Yalong Bay Bird Nest Resort in Sanya, Hainan province, became a tourist attraction after it was the setting for the 2010 blockbuster sequel to director Feng Xiaogang's If You Are the One. [Photo / China Daily]

Resort hotels are usually nice to look at, but rarely do they become attractions in their own right, drawing hordes of ticket-buying tourists who may not be able to afford an overnight stay but want to get a peek at where someone else has stayed.

Not just stayed, but perhaps fell in and out of love.

Yalong Bay Bird Nest Resort is that rare exception - partly because it has an origin story. It is not a mythological tale or a folk legend, but a movie plot.

The 2010 blockbuster sequel to If You Are the One, directed by box-office wizard Feng Xiaogang, sets the main part of the love story here. When Shu Qi, the female lead, walks across a 168-meter rope ridge to the thatched cottage she has made home, it just looks so incredibly romantic.

Now you can pay thousands of yuan for a night at this 180-sq-m hut - if you book sufficiently in advance. However, most of the 142 villas are much more compact and affordable. All of these structures are elevated on steel poles inserted into the hillside, thus having the minimum adverse effect on the ecology. They offer an expansive view of shimmering rice paddies, beyond which is the stretch of Yalong Bay's ultra-modern international brands of luxury resorts, and then the big blue sea.

The Bird Nest Resort, however, is nothing like the grand hotels along the beach. It epitomizes a Zen experience. If you have a phobia of small animals around the house or an occasional lizard on the wall, you should stay away. But management does make sure real harm, such as snakes are kept at bay (by spraying the edge of the wood planks that surround the huts).

The Bird Next Resort is part of Yalong Bay Tropical Paradise, which is open to day visitors. Covering 1,500 hectares of mountains, it is the habitat of 1,500 species of tropical plants and 190 species of wild animals.
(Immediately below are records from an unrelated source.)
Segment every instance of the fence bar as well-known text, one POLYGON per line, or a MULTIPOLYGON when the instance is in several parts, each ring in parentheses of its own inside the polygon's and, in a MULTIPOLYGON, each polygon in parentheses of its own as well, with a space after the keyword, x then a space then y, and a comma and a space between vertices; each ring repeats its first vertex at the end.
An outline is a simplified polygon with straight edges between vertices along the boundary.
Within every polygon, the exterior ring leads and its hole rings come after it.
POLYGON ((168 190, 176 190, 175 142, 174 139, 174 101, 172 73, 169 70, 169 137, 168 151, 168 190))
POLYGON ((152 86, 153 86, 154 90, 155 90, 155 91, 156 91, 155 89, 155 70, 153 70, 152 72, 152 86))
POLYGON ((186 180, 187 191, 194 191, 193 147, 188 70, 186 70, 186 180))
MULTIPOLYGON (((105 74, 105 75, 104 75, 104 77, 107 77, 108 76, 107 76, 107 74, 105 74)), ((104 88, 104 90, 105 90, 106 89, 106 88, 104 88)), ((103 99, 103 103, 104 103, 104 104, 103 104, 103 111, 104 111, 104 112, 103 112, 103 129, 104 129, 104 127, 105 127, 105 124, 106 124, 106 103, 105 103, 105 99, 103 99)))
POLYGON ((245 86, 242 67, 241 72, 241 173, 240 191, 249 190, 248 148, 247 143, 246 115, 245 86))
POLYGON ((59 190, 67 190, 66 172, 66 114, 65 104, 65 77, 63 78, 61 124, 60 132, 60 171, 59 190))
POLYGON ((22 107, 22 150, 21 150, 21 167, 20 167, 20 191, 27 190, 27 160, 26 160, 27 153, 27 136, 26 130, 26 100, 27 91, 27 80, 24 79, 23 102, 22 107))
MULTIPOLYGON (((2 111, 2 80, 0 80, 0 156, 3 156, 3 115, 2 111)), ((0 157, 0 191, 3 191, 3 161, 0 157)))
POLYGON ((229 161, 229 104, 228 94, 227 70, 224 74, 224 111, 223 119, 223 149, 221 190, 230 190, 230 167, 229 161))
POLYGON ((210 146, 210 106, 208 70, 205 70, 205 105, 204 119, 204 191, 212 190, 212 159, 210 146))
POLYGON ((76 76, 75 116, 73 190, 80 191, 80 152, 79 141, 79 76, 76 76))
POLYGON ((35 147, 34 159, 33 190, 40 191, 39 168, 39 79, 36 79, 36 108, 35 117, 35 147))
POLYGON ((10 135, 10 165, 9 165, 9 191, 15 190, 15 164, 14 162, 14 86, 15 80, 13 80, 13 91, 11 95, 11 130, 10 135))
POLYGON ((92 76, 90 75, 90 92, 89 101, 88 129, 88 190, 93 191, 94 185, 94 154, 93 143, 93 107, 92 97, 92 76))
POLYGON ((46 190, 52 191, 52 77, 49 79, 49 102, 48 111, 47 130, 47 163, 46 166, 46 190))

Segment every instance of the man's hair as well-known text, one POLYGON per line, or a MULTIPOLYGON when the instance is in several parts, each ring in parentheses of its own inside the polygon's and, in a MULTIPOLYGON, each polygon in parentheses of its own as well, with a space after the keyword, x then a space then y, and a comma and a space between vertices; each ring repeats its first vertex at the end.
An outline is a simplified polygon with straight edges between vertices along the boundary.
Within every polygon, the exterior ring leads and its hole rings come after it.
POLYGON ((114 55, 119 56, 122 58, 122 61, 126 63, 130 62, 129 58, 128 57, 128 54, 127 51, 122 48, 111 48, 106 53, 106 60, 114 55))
Only a bus ride away from downtown Sanya or 30 km from the airport, it is constantly jostling with tourists.

The most crowded spot is of course the rope drawbridge, where people have to wait under giant banyan trees to start the clamber. It is very difficult to conjure up the movie moment of lonely melancholy. A look at the treetops beneath will get you into the three-dimensional universe of reality: A straggle of colorful hats blown off from tourists on the dangling and slightly swaying bridge adorns the ravine below.

Actually, much of the resort facility is barred from tourist gaze. For example, the pools are off limits. However, there are many sites catering to day visitors. The Canghai Tower is a multi-story pavilion that overlooks the bay and the surrounding mountains. And a statue of a flying dragon nearby adds a smidgen of Chinese color to an increasingly globalized hub of international tourism.

For the religious minded, a mammoth natural stone in the shape of a relaxing Buddha has been the object of worship for local ethnic Li people for hundreds of years, and is now the magnet for believers from all over.

The hilltop restaurants are open to everyone. Besides great food and a panorama, they play non-stop the movie that made the place nationally famous. You can find out for yourself how tourism charm rubs off movie glitter.